Großes Vergnügen gewährte es ihm auch, wenn er auf die Diele des Bohlenhauses gehen, und aus der Thür, von der ihm der Oheim zugeschaut hatte, in den See hinab springen konnte. Die Mönche hatten die Thür und die Diele gehabt, um Dinge aus dem Schiffe gleich aufziehen zu können, die sonst schwer über die Treppe empor zu bringen gewesen wären. Aus dem Büchsenschranke des Oheims hatte er sich doch ein schönes altdeutsches Gewehr heraus genommen, und freute sich es zu puzen, und troz seiner Ungefügigkeit los zu schießen. Seit Langem mochten das wieder die ersten Knalle auf der Insel sein, welche den Widerhall der Berge erwekten. Christoph hatte dem Jünglinge einen finstern Gang gezeigt, durch welchen man gleich aus dem Hause des Oheims in das Kloster hinüber gehen konnte. Auch hatte er dem Jünglinge manche Räume aufgesperrt, die sonst immer verschlossen waren. Er zeigte ihm den großen Saal, in welchem goldene Leisten und Verzierungen waren, die Fenster weiß, grau und blau bemalt schimmerten, lange hölzerne Bänke an der Wand hin liefen, auf denen die Mönche gesessen waren, und ein ungemein großer Ofen stand, in welchem die einzelnen Täfelchen bunt eingebrannte Heiligenbilder und Geschichten enthielten. Er zeigte ihm das Kapitelzimmer, wo berathen wurde, und jezt nur mehr die schlichten rohen Holzbänke standen, und wenige dagelassene, werthlose Bilder hingen. Er zeigte ihm die leere Schazkammer, er zeigte ihm die Sakristei, wo die Fächer der Kelche offen standen und nichts als die verschossene einst dunkelrothe Ausfütterung zeigten, und wo die Laden, einst der Aufbewahrungsort der Paramente, nun Staub enthielten. Zurük gingen sie durch die Kirche, die Kreuzgänge und die Sommerabtei, wo noch manch schönes Bild, manche Holz- und Steinverzierung unberührt starrte, weil man deren Werth nicht gekannt hatte, als man die Dinge aus dieser Gotteswohnung fortschaffte.

Nicht blos in den Gebäuden und auf der ganzen Insel durfte Victor herum gehen, und alles untersuchen, sondern der Oheim both ihm auch an, daß er ihn in einem Kahne an alle Punkte des Seees fahren lassen wolle, wohin er nur verlange. Der Jüngling hatte wenig Gebrauch davon gemacht, weil er eigentlich, der nie in dem hohen Gebirge gewesen war, nicht wußte, wie er die Schäze desselben heben soll, daß sie ihm freude- und gewinnbringend würden. Er fuhr nur selber zweimal zu dem Orla hinüber, und stand an dem Ufer und sah die hohen grauen und zeitweise flimmernden Wände an.

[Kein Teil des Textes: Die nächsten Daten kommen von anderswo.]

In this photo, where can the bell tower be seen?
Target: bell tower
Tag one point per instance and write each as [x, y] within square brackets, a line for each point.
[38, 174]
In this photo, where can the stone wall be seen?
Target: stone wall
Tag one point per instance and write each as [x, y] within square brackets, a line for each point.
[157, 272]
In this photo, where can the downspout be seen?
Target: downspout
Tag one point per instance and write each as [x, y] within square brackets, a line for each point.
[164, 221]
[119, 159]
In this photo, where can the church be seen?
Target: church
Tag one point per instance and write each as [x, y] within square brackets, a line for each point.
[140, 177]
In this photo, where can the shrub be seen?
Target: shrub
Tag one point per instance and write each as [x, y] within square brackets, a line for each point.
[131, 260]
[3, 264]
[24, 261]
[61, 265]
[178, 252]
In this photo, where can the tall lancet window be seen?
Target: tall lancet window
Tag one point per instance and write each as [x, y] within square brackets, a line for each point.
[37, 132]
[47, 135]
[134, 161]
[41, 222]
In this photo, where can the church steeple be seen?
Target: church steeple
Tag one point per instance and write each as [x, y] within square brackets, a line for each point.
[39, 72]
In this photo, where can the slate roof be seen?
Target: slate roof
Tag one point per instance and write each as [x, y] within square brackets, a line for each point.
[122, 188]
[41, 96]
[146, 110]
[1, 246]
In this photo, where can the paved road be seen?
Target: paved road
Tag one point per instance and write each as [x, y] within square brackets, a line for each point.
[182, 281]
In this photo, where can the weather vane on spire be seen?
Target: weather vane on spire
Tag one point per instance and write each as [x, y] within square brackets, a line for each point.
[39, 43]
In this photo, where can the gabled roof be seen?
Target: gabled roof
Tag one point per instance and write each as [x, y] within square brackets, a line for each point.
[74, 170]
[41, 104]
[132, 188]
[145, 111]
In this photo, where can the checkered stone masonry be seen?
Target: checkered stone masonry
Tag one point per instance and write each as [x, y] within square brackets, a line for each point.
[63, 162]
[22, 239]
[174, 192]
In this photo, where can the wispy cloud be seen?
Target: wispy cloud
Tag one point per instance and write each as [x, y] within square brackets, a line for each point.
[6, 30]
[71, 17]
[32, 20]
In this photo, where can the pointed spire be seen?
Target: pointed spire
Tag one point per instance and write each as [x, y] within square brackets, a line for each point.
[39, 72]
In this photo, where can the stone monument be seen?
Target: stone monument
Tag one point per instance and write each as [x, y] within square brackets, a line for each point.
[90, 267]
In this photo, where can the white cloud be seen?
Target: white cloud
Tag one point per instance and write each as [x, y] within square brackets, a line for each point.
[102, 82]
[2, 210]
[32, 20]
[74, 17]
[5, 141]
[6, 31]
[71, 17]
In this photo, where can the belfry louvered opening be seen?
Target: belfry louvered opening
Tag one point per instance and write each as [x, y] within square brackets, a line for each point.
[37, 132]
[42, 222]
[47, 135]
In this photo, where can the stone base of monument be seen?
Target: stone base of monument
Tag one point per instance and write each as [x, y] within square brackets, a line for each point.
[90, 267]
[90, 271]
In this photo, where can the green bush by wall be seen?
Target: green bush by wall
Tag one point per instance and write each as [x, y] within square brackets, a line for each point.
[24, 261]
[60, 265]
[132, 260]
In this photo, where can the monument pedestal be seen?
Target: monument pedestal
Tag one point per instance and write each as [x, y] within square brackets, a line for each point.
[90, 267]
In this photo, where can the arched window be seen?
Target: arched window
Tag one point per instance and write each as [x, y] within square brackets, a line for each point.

Troz allem begann sich allgemach in Victor die Reue zu regen, daß er wieder da geblieben sei; namentlich da er nicht Zwek und Ursache des ganzen Verfahrens zu ermitteln im Stande war.

»Ich werde dich doch nun bald fort lassen,« sagte der Oheim eines Tages nach dem Mittagstische, da eben ein prachtvolles Gewitter über die Grisel ging und den rauschenden Regen wie Diamantengeschoße in den See nieder sandte, daß er sich in kleinen Sprüngen regte und wallte. Sie waren aus der Ursache dieses Gewitters etwas länger bei dem Tische sizen geblieben.